Respectueux et mélancolique, Fierce compta mentalement jusqu’à vingt et un, puis ramena la question première :

— « Alors, les ordres d’aujourd’hui, amiral ? »

M. d’Orvilliers les donna. Il fallait un landau pour trois heures. Fierce fit observer que le soleil serait chaud. Mais l’amiral affirma que le soleil ne l’empêcherait pas d’aller s’entretenir avec le gouverneur d’abord, puis se concerter avec le conseil de défense et les commandants de la marine et des troupes. Enfin, des dépêches étaient attendues nombreuses, et l’aide de camp les déchiffrerait lui-même avant de quitter le bord, si le cœur lui disait d’une promenade avant midi.

— « Bien, » dit Fierce.

Dans sa chambre, un premier télégramme l’attendait, — le bulletin météorologique de Shangaï. Il rit.

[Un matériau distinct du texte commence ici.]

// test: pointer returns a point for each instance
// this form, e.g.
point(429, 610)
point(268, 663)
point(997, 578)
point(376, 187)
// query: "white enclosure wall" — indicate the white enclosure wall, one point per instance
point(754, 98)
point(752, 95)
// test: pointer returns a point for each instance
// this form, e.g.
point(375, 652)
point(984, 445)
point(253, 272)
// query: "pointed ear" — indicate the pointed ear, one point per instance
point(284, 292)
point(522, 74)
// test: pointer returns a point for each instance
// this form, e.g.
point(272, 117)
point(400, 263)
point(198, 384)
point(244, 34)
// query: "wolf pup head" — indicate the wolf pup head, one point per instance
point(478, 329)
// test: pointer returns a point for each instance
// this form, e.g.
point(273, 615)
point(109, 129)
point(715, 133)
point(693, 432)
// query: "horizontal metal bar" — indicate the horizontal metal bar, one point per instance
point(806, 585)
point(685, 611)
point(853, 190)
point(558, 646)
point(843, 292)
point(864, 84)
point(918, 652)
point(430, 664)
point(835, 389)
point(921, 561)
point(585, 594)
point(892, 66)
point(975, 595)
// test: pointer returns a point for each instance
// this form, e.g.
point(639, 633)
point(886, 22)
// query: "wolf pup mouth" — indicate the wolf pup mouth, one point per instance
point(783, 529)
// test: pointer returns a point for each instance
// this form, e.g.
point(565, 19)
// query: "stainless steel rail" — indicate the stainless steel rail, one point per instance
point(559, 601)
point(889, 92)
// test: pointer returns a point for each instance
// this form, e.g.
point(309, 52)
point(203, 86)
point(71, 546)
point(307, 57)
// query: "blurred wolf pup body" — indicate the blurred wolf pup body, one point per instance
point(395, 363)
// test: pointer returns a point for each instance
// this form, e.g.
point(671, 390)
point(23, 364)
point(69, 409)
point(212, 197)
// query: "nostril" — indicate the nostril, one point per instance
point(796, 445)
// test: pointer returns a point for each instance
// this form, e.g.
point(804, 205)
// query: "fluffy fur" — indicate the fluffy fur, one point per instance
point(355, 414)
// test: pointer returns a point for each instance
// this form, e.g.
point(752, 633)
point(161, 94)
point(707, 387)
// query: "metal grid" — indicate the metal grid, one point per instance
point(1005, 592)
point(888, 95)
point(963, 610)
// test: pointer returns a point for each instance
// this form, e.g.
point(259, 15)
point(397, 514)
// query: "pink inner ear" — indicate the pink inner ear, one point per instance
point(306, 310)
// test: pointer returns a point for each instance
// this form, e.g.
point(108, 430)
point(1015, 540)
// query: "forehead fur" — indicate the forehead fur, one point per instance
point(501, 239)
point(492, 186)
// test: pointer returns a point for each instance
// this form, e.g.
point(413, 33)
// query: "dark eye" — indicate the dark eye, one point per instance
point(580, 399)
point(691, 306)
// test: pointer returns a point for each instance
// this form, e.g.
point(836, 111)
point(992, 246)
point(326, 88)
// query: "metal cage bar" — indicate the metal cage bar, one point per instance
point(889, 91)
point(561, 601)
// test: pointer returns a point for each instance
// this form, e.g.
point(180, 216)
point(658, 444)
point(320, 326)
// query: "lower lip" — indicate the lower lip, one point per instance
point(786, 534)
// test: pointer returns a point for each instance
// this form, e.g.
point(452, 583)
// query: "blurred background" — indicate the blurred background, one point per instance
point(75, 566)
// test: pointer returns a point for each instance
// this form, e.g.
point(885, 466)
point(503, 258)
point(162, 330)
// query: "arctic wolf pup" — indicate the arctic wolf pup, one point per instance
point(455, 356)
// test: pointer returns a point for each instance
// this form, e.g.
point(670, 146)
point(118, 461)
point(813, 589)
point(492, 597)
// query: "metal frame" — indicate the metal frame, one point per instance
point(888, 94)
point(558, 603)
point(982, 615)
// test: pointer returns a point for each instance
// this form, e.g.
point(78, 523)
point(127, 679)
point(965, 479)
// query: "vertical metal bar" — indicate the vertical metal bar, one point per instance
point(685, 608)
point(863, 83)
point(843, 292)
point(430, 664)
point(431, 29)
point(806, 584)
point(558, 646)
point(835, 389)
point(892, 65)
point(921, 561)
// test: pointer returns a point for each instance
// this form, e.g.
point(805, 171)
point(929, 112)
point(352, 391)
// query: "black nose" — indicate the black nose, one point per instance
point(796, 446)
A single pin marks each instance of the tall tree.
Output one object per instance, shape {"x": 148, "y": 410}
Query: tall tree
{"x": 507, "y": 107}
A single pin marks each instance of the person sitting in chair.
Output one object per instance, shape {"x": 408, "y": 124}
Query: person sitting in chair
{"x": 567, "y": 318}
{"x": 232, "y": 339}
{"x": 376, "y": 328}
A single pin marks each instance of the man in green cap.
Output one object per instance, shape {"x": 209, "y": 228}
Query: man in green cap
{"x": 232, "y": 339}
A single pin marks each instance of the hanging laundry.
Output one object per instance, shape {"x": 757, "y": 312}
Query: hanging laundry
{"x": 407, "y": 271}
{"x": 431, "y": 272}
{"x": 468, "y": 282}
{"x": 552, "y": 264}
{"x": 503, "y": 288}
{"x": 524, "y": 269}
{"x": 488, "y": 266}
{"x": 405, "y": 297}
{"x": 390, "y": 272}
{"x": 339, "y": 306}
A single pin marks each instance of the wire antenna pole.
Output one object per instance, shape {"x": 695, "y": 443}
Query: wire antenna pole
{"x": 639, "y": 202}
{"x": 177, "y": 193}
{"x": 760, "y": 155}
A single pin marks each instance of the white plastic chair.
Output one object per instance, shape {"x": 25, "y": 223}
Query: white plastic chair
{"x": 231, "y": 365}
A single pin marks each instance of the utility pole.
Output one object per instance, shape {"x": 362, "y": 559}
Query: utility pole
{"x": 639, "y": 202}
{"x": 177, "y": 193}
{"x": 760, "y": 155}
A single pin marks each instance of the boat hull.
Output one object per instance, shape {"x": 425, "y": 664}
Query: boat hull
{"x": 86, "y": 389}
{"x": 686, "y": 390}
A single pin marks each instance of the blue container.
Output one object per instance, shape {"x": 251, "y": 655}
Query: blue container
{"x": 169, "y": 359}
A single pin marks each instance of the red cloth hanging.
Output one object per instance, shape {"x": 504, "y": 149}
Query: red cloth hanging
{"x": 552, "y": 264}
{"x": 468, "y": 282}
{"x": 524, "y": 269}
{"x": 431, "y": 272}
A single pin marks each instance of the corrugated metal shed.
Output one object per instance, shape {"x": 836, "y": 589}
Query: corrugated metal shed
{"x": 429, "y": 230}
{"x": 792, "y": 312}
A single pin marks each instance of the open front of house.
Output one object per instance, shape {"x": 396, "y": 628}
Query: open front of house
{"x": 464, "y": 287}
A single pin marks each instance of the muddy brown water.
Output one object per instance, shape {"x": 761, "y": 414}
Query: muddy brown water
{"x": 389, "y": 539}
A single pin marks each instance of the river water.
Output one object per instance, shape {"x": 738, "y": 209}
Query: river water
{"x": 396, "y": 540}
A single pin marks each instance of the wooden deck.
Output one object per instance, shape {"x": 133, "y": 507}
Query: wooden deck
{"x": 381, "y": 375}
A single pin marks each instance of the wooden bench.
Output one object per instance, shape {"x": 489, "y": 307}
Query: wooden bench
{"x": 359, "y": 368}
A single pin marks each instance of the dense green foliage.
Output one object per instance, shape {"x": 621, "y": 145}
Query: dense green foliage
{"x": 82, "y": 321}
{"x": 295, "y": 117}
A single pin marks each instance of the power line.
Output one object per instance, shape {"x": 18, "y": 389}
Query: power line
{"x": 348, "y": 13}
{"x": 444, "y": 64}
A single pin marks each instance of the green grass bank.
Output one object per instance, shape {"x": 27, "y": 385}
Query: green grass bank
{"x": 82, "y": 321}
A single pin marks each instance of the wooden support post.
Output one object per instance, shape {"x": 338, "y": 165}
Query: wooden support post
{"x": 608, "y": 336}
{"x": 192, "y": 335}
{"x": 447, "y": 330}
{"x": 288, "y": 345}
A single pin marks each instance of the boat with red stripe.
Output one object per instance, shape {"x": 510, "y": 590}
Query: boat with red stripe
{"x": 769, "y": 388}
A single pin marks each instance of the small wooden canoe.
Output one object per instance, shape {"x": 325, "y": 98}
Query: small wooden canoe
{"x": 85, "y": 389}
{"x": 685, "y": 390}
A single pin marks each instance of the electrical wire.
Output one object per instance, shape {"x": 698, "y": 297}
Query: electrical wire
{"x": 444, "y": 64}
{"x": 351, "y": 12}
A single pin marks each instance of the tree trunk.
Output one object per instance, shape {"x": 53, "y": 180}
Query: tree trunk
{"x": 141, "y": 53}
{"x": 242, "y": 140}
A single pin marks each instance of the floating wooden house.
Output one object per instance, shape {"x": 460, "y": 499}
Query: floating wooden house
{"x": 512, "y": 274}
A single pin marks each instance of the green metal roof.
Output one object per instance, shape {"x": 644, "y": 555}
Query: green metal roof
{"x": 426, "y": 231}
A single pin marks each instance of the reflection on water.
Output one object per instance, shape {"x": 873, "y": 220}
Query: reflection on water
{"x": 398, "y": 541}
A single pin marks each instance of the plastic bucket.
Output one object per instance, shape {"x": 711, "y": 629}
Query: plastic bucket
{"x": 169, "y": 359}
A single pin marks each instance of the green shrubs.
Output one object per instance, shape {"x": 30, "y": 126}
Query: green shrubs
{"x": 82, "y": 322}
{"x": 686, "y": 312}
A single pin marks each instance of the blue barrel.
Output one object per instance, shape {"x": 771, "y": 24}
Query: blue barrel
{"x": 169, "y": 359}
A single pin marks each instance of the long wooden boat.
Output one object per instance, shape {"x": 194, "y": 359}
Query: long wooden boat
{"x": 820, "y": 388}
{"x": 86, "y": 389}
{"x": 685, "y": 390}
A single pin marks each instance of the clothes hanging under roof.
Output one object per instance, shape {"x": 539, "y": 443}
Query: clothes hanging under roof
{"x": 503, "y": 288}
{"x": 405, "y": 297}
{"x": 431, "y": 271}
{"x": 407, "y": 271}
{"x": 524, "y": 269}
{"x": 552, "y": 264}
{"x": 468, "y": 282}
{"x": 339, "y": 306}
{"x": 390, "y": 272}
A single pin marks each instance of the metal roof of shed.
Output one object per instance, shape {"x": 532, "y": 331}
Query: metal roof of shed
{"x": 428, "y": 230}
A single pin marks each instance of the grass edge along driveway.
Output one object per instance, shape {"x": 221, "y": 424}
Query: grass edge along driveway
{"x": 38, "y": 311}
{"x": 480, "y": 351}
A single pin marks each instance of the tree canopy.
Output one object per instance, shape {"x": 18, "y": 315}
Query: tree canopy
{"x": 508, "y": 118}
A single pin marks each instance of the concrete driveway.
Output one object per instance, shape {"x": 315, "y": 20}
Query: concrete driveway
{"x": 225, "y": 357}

— « Voilà probablement les symptômes belliqueux qui nous inquiètent : côte de Formose, mer agitée ; typhon sur Manille. — Fichtre ! il va bien, mon brave d’Orvilliers : la guerre anglaise, rien de plus… »

Il regarda ses bibelots, ses reliures, sa Vénus de Syracuse dont le marbre ambré luisait dans un angle.

… « Un obus là-dedans, hein ? Ça meublerait ! »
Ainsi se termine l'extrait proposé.